In: Nursing
I have selected the nursing diagnosis as - Impaired Spontaneous Ventilation .
Desired Outcome -
The patient will maintain an oxygen saturation of >92% and a respiratory rate of 12-20 with ADL’s.
Nursing intervention -
1.Assess for signs of activity intolerance. Ask client to rate perceived exertion.
Rationale - Dyspnea on exertion, palpitations, headaches, or dizziness or patient states increased exertion level, are all signs of activity intolerance and decreased tissue oxygenation.
2.Monitor pulse oximetry and report O2 saturation <92%.
Rationale - O2 sat of <92% indicates the need to supplement oxygen.
3.. Encourage deep breathing exercises and administer oxygen if indicated.
Rationale - Increases oxygen delivery to the body.
Desired Outcome - Client will maintain effective breathing pattern.
Nursing intervention -
1. Assess frequency, symmetry, and depth of breathing.

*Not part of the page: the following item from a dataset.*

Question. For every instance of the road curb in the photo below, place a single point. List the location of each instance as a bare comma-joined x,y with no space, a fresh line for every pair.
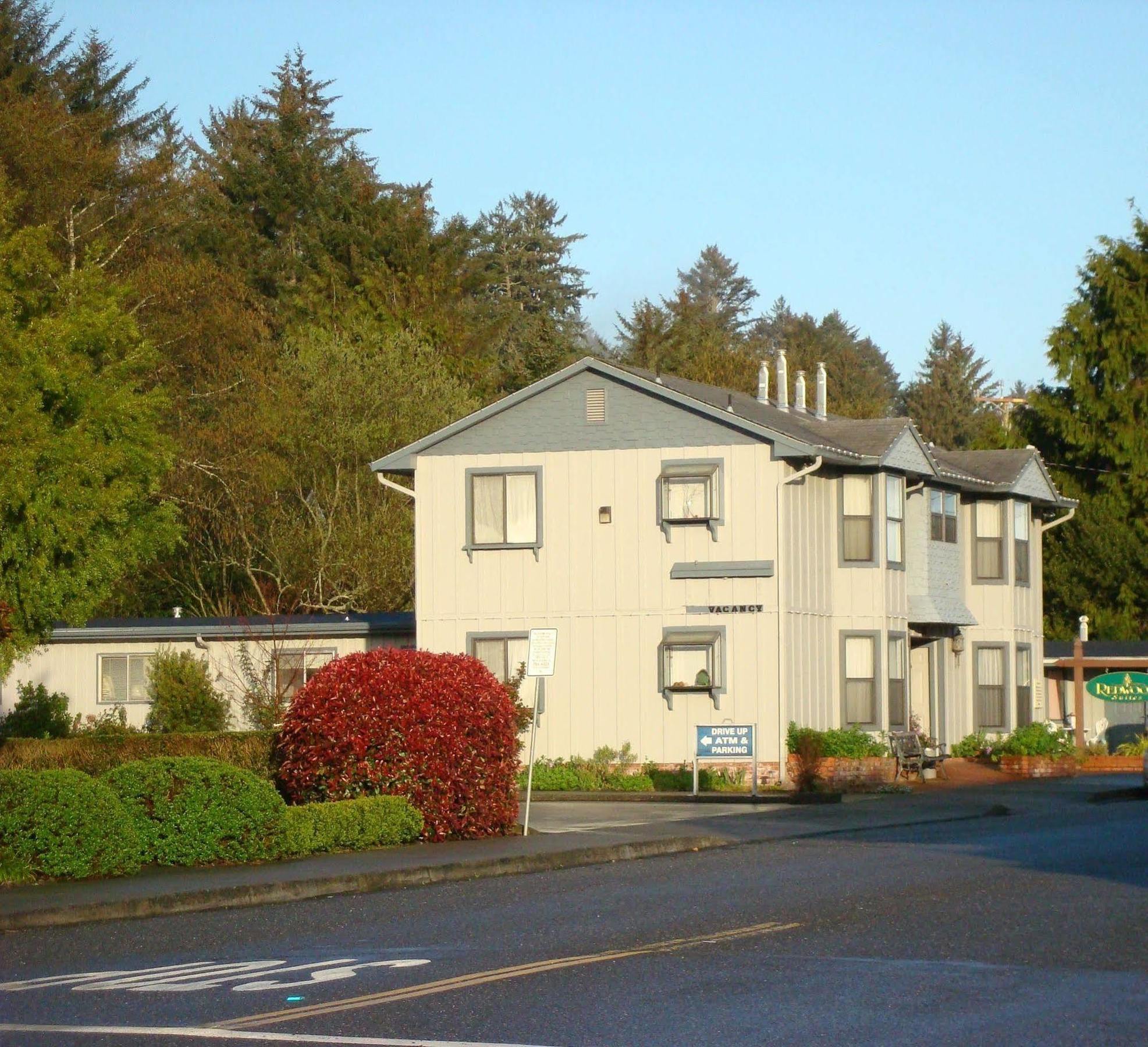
301,890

Observed for increased work of breathing and evaluate skin color, temperature, capillary refill.
Rationale - Progressive weakness of both the inspiratory and the expiratory muscles may lead to respiratory distress that may necessitate the need for mechanical ventilation.
2. Observe for signs of respiratory fatigue such as shortness of breath, decreased attention span, and impaired cough.
Rationale - May indicate neuromuscular respiratory failure or decrease lung capacity.
3. Keep the head of bed elevated at around 35-45°
Rationale - Increases lung expansion and cough effort minimizes the work of breathing and the risk of aspiration of secretions.
4. Perform chest physiotherapy which includes postural drainage, chest percussion, chest vibration, turning, deep breathing and coughing exercises.
Rationale - Facilitates mobilization and clearance of airway secretions.